India, China accuse each other of violating de facto border
NEW DELHI/BEIJING (Reuters) - India and China on Saturday traded accusations that the other had violated their shared de facto border, an area that this week became the site of their deadliest clash in half a century.
Fighting on the two countries' Himalayan frontier on Monday killed at least 20 Indian soldiers and injured more than 70. China has not released any casualty figures for its troops.
While Indian Prime Minister Narendra Modi sought to downplay the clash on Friday, his government a day later blamed China for seeking to erect structures "just across the Line of Actual Control", as the demarcation is known, and refusing India's request to stop.

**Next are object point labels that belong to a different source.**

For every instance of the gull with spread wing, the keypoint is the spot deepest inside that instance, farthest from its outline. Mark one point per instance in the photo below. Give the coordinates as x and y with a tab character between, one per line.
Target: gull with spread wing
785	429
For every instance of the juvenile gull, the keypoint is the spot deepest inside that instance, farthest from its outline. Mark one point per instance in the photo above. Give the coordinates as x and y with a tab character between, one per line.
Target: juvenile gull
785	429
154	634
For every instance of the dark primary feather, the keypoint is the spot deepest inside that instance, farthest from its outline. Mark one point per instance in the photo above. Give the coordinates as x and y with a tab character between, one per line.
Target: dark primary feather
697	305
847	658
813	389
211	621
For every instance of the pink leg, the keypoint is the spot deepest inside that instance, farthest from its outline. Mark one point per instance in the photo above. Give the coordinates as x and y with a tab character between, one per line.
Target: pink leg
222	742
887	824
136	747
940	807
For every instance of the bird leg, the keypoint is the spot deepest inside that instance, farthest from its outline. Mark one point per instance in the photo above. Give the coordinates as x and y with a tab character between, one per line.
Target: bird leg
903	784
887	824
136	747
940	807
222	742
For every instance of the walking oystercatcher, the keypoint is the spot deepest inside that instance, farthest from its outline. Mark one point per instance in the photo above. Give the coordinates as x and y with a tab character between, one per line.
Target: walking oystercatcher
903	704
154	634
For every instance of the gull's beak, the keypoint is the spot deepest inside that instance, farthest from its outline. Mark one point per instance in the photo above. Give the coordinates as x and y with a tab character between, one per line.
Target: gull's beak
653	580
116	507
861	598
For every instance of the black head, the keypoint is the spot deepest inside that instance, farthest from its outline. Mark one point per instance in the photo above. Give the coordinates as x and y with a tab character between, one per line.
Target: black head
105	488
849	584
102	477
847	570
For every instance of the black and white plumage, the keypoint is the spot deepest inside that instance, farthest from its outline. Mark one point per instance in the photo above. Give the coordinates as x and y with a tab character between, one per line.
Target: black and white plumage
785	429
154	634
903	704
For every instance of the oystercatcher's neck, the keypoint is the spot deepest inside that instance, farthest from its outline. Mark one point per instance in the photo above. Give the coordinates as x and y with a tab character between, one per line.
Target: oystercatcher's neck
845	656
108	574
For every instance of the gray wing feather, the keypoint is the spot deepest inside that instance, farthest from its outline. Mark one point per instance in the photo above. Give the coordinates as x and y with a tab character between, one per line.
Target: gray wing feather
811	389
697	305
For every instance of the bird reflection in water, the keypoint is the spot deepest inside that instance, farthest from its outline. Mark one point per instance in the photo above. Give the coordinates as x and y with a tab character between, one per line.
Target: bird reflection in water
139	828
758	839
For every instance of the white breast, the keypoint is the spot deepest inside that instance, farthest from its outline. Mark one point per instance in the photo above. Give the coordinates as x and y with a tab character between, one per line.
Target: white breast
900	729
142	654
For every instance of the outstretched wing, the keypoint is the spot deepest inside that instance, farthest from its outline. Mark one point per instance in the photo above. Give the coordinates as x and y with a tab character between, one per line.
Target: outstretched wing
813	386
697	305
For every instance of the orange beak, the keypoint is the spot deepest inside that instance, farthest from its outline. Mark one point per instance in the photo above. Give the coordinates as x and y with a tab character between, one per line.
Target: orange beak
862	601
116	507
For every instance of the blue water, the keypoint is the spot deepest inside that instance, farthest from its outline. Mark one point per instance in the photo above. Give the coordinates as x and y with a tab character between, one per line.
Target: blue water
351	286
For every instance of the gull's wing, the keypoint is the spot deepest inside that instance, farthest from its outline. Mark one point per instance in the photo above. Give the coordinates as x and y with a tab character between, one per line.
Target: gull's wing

India will not allow any unilateral changes to the disputed border, it said in a statement.
Chinese foreign ministry spokesman Zhao Lijian accused Indian troops of a "deliberate provocation" in the tense Himalayan area.
In a series of tweets, Zhao said the Galwan Valley was on the Chinese side of the line and that Indians had since April unilaterally built roads, bridges and other facilities in the region.
The Indian troops "crossed the Line of Actual Control" and attacked Chinese officers and soldiers who were there for negotiation, triggering "fierce physical conflicts", Zhao said.
India's foreign ministry spokesperson Anurag Srivastava denied any violation of the Line of Actual Control by India, and said the claims by the Chinese side were "not acceptable".
"We do not accept the contention that India was unilaterally changing the status quo. On the contrary, we were maintaining it," Srivastava said.
U.S. Secretary of State Mike Pompeo criticised China for escalating border tensions with India.
"The PLA (China's People's Liberation Army) has escalated border tensions – we see it today in India... and we watch as it militarizes the South China Sea and illegally claims more territory there," Pompeo said in at the virtual Copenhagen Democracy Summit.
Troops remain locked in a face-off at several locations along the poorly defined Line of Actual Control, despite talks between local commanders to de-escalate.
Modi on Friday appeared to downplay the clash with Chinese troops, saying: "Nobody has intruded into our border, neither is anybody there now, nor have our posts been captured."